Your references are to Judeo-Christianity. That would likely be the culturally appropriate religion managed by the culturally appropriate gods. That didn’t address the question of why earlier gods or different gods would be or should be subordinate to your “he” gods.
Yeah, imagine how moody and arrogant you will say I am when I go back to studies that date back to Greek and Roman mythology.
Studies on these early beliefs of Gods appear to be based on the belief that people of power in this life gain equal or more power in the afterlife. Some of these Gods bear both a remarkable resemblance, personality, or history of the little that is known about early rulers. It appears that early man always had a belief in the afterlife, perhaps especially the Egyptians. Today, modern humans with a Catholic background might compare this to belief of Patron Saints. (Mankind becomes saints, not Gods.) On the other hand modern humans with an LDS background might associate this early belief with their own belief we are destined to become Gods.
It is not a matter of Gods being subordinate to Gods (if in fact there is more than one). I suppose it could be a matter of ancient beliefs becoming subordinate to modern belief, which will in turn become subordinate to future belief. Such is the nature of change and thinking evolving.

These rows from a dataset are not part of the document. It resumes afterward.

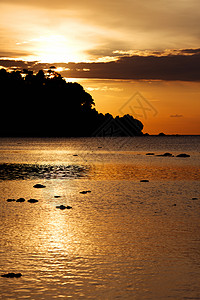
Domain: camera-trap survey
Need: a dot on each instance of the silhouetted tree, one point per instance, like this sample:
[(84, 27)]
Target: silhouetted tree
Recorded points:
[(46, 105)]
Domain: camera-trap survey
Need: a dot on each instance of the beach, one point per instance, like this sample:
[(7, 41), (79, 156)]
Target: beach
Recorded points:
[(133, 233)]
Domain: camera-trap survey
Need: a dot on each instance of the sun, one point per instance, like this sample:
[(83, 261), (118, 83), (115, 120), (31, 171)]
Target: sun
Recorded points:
[(55, 49)]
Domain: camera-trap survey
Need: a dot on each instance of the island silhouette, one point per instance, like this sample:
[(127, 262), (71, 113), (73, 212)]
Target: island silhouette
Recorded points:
[(45, 105)]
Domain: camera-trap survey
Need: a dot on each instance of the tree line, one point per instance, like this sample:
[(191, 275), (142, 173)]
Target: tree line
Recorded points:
[(45, 105)]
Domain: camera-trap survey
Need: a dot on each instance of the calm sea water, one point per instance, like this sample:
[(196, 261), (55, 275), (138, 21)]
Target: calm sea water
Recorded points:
[(125, 239)]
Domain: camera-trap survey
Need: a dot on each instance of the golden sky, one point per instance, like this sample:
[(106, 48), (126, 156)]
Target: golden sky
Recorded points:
[(150, 46)]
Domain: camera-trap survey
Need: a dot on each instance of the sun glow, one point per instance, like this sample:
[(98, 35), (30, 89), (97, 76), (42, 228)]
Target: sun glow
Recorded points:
[(55, 49)]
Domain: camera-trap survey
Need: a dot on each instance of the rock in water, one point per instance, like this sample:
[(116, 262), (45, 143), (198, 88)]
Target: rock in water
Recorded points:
[(39, 186), (63, 207), (85, 192), (183, 155), (32, 201), (12, 275), (21, 200)]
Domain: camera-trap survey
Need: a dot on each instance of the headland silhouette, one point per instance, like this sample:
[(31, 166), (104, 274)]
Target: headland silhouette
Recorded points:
[(45, 105)]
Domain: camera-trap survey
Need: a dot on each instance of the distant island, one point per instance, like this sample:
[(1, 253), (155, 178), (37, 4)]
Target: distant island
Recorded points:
[(45, 105)]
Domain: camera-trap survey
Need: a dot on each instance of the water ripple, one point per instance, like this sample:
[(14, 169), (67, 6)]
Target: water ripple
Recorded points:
[(35, 171)]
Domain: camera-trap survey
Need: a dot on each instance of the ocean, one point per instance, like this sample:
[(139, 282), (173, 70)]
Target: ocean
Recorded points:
[(133, 229)]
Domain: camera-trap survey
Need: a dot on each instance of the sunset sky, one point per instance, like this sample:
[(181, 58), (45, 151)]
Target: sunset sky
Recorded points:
[(132, 56)]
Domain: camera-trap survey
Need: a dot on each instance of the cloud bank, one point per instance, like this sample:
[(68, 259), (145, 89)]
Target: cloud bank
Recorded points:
[(182, 65)]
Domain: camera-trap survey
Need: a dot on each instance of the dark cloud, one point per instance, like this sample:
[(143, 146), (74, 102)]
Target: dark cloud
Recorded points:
[(138, 67)]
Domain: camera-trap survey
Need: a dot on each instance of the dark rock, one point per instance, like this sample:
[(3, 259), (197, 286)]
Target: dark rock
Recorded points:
[(12, 275), (21, 200), (32, 201), (85, 192), (39, 186), (10, 200), (63, 207), (183, 155)]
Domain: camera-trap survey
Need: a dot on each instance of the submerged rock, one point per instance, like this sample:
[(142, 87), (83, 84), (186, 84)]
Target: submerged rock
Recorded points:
[(85, 192), (12, 275), (167, 154), (39, 186), (63, 207), (21, 200), (32, 200), (183, 155), (10, 200)]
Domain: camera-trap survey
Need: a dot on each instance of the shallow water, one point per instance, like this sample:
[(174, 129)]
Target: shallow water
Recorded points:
[(125, 240)]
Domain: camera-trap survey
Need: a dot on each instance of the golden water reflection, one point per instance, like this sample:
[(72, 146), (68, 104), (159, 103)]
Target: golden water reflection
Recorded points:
[(136, 172), (125, 239)]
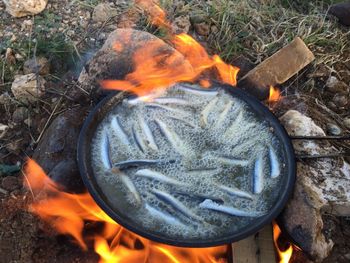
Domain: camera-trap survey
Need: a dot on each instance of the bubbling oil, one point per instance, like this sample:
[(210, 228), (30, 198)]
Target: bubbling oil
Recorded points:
[(192, 164)]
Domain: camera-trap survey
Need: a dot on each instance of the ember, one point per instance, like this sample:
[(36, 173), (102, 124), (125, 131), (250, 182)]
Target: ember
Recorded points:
[(67, 213)]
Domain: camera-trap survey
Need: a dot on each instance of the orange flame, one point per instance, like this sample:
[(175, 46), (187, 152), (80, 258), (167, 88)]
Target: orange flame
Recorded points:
[(284, 256), (68, 213), (275, 94)]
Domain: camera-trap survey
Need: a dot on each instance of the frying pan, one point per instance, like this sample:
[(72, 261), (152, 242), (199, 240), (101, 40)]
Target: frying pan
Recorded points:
[(86, 171)]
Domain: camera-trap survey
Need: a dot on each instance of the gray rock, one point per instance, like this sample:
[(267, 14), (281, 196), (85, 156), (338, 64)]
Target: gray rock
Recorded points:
[(333, 129), (322, 185), (28, 88), (103, 11), (342, 12), (112, 62), (20, 8), (39, 65), (57, 150)]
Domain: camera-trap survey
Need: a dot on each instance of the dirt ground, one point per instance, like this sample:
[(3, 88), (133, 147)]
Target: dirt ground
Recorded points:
[(67, 34)]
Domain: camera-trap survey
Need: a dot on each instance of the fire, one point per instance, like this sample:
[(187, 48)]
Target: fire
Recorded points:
[(275, 94), (157, 68), (68, 214), (284, 256)]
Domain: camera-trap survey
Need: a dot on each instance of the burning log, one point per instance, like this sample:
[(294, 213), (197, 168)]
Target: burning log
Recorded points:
[(277, 69)]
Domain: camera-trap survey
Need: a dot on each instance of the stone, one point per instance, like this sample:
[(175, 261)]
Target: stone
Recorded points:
[(28, 88), (3, 130), (333, 129), (20, 114), (57, 150), (115, 59), (181, 24), (20, 8), (322, 186), (102, 12), (37, 65), (202, 29), (277, 69), (342, 12), (10, 183)]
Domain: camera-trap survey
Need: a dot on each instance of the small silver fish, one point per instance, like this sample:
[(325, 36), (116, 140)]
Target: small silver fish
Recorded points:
[(275, 165), (172, 137), (157, 176), (223, 114), (128, 183), (258, 179), (210, 204), (199, 92), (235, 192), (139, 142), (115, 123), (148, 134), (232, 161), (176, 204), (164, 216), (206, 111), (135, 163), (105, 151)]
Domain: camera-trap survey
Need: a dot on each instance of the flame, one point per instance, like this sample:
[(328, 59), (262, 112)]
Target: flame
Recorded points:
[(157, 67), (275, 94), (68, 214), (284, 256)]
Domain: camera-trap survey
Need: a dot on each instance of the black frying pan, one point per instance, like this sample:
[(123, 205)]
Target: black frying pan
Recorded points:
[(84, 161)]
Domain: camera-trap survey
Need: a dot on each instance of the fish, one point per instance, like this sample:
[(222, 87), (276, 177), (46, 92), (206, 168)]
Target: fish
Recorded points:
[(258, 178), (235, 192), (164, 216), (150, 141), (172, 137), (157, 176), (275, 165), (129, 184), (135, 163), (223, 114), (206, 111), (170, 100), (199, 92), (232, 161), (115, 123), (210, 204), (176, 204), (105, 151), (139, 142)]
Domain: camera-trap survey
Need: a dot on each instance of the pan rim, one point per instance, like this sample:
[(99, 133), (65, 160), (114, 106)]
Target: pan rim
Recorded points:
[(253, 227)]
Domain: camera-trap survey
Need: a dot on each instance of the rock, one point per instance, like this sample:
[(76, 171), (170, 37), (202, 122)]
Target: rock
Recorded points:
[(103, 11), (20, 8), (20, 114), (115, 59), (3, 130), (342, 12), (322, 186), (10, 183), (57, 150), (277, 69), (39, 65), (347, 122), (202, 29), (28, 88), (181, 24), (333, 129)]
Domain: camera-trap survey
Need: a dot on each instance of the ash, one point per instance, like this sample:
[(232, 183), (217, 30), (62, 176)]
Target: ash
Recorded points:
[(189, 163)]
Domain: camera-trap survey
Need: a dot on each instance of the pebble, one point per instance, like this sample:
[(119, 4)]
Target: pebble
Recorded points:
[(333, 129)]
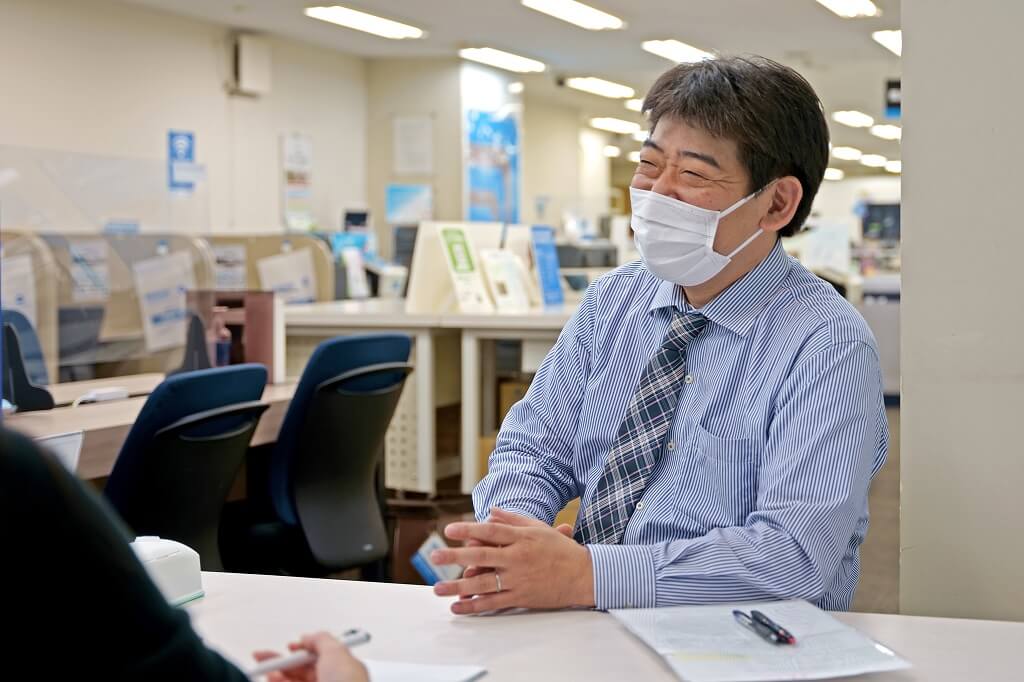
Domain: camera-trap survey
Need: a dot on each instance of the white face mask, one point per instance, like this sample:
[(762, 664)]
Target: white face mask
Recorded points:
[(676, 240)]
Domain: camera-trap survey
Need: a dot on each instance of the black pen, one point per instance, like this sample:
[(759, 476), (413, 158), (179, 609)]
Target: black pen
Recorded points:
[(784, 635), (760, 629)]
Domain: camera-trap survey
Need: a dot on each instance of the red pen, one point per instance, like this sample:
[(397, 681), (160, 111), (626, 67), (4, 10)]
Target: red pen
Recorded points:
[(783, 634)]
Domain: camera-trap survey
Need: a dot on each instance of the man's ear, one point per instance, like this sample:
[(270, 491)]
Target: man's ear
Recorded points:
[(784, 195)]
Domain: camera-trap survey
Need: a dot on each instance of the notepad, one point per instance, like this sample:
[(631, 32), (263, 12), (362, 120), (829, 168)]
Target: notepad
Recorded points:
[(706, 644), (390, 671)]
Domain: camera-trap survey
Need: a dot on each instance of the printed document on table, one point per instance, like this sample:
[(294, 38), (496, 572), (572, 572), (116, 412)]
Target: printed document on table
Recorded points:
[(706, 643)]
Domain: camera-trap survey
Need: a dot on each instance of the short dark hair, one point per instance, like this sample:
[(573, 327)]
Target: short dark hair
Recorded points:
[(769, 111)]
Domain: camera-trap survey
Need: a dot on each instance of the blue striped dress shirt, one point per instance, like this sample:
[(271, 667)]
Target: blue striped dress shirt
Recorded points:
[(761, 489)]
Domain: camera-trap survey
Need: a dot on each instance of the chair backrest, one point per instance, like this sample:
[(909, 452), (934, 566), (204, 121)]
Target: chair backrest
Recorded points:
[(182, 454), (32, 351), (337, 473), (328, 360)]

Probably just as far back as Greek and Roman thought on deities, is some pre-Columbian beliefs (also seen in the days of Abraham in the 'Old World'). That is the idea that animals have strengths and spirits, and that these qualities could manifest themselves in carvings or totems, thus protecting the bearer or the household that possessed them. These were small spirits, but some societies also believed that there was a Great Spirit presiding over the world as a whole.